Let $g(x)=\frac{1}{8} x^{3}+\frac{1}{2} x-\frac{1}{4}$ and let $h$ be the inverse function of $g$. Notice that $g(2)=\frac{7}{4}$.
\[
h^{\prime}\left(\frac{7}{4}\right)=
\]

Step 1 ：Let \(g(x)=\frac{1}{8} x^{3}+\frac{1}{2} x-\frac{1}{4}\) and let \(h\) be the inverse function of \(g\). Notice that \(g(2)=\frac{7}{4}\).

Step 2 ：We need to find \(h'(\frac{7}{4})\). The derivative of the inverse function can be found using the formula: \(h'(a) = \frac{1}{g'(h(a))}\) where \(g'(x)\) is the derivative of \(g(x)\) and \(h(a)\) is the inverse function of \(g(x)\) evaluated at \(a\).

Step 3 ：In this case, we need to find \(h'(7/4)\), so we need to find \(g'(h(7/4))\).

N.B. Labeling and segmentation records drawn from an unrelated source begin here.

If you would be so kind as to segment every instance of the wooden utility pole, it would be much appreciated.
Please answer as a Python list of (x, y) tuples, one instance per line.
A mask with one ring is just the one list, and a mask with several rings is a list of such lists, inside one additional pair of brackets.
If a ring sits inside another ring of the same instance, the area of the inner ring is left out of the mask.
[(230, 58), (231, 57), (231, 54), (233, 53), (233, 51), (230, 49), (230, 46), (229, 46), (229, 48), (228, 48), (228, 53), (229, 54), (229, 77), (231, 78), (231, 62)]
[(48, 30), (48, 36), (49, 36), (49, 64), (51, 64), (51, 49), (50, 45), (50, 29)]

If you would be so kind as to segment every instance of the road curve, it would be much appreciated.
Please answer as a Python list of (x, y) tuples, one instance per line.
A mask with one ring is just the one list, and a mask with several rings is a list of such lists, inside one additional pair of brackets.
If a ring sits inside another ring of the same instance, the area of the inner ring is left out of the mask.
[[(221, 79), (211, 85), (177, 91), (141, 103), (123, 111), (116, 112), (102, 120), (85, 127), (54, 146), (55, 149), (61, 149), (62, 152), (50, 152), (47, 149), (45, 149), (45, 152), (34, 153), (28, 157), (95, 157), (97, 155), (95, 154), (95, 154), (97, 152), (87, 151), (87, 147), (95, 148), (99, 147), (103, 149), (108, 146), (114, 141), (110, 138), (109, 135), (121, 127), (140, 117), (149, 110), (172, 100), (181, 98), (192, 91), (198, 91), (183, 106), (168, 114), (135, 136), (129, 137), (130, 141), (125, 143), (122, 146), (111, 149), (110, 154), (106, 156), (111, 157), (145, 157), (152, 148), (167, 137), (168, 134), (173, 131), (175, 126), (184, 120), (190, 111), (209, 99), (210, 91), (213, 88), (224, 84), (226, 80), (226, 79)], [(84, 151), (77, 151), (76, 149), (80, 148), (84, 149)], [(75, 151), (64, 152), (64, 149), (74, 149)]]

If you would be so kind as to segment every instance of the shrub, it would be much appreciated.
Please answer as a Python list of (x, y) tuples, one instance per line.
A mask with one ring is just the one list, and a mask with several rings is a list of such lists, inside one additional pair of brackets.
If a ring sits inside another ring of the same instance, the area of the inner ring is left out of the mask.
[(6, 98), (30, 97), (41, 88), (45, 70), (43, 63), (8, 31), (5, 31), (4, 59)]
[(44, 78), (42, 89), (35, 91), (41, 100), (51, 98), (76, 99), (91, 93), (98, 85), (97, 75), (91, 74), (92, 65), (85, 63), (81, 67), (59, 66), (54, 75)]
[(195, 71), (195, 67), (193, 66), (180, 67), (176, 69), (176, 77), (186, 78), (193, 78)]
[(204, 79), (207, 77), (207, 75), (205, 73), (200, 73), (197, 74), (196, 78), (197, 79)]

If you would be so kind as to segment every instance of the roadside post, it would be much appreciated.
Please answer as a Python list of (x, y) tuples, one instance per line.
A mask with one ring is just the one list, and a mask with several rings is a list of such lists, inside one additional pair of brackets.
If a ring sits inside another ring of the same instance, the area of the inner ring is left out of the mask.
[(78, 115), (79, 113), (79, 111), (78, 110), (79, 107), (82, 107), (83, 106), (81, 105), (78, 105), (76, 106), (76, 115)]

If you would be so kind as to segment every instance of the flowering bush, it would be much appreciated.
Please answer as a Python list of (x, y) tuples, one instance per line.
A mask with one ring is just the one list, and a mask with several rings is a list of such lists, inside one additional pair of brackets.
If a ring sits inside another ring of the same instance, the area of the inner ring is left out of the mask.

But we know that \(g(2) = 7/4\), so \(h(7/4) = 2\). Therefore, we need to find \(g'(2)\).

Step 4 ：To find \(g'(2)\), we first need to find the derivative of \(g(x)\), \(g'(x)\).

Step 5 ：The derivative of \(g(x)\) at \(x=2\) is \(2\). Therefore, \(h'(7/4) = 1/g'(2) = 1/2\).

Step 6 ：Final Answer: \(\boxed{\frac{1}{2}}\).